Des données sur une journaliste française ont été stockées illégalement par le renseignement militaire. C’est ce qu’a acté le Conseil d’Etat dans un arrêt rendu mercredi 8 novembre. L’institution a enjoint à la ministre des armées et à la direction du renseignement militaire d’effacer ces données.
La journaliste Camille Polloni, qui travaille actuellement pour le média en ligne Les Jours sur les affaires liées à la justice et à la police, avait entamé des démarches en septembre 2011 pour récupérer les éventuelles informations la concernant dans les fichiers de police et de renseignement.
« Je voulais vérifier quel accès ont les Français aux fichiers de renseignement et (…) m’assurer qu’aucune surveillance n’a porté atteinte au secret de mes sources », a-t-elle expliqué à l’Agence France-Presse. « Il m’est arrivé trois ou quatre fois de surprendre une filature ou d’être prise en photo pendant un rendez-vous professionnel avec des personnes vraisemblablement surveillées. Ces épisodes ont-ils laissé une trace écrite quelque part ? Laquelle ? », s’interroge la journaliste dans un article sur l’affaire publié par Les Jours.
« On ne saura jamais ce que contiennent ces fichiers »
Après six ans de procédure, le Conseil d’Etat a finalement estimé que « des données concernant Mme Polloni figuraient illégalement dans les traitements d’informations nominatives » de la direction du renseignement militaire. « Par suite, il y a lieu d’ordonner l’effacement de ces données », a jugé la plus haute juridiction administrative. Par conséquent, Camille Polloni n’aura pas accès aux données comme elle le demandait.

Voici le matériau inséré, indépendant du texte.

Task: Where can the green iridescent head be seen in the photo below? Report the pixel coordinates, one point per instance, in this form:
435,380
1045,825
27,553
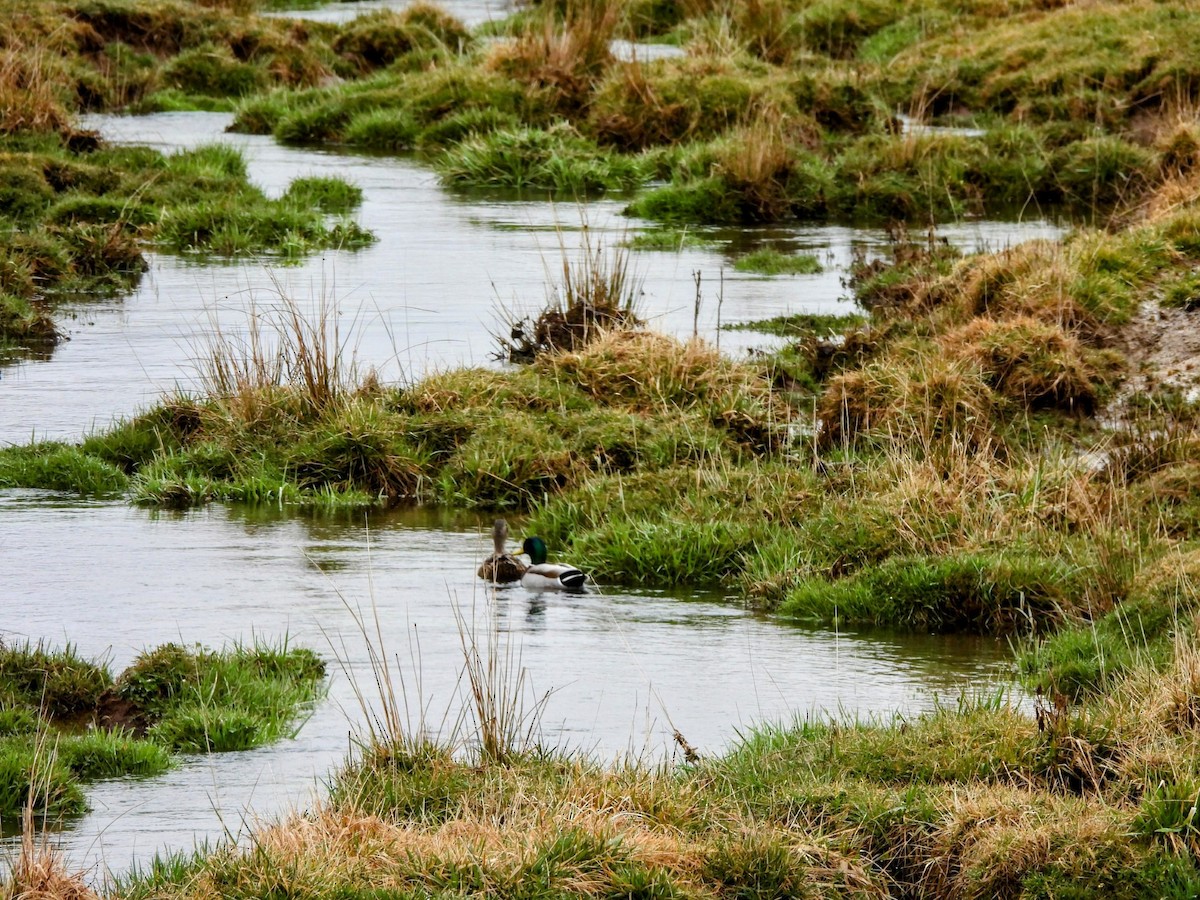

Cette affaire a été examinée par une formation spécialisée du Conseil d’Etat, lors d’une audience à huis clos, couverte par le secret-défense. « Voici donc l’aboutissement de ma démarche, qu’on ne peut pas vraiment appeler une victoire », écrit la journaliste. « On ne saura donc jamais ce que contiennent ces fichiers, que ce soit des informations concernant la vie privée de Mme Polloni, ou des informations liées à sa profession », a critiqué l’avocat de la journaliste, Me Camille Mialot. « Le Conseil d’Etat lui-même fait en sorte que ces informations disparaissent », a-t-il déploré, qualifiant la décision d’« extrêmement décevante ».
La journaliste envisage désormais de déposer une plainte au pénal.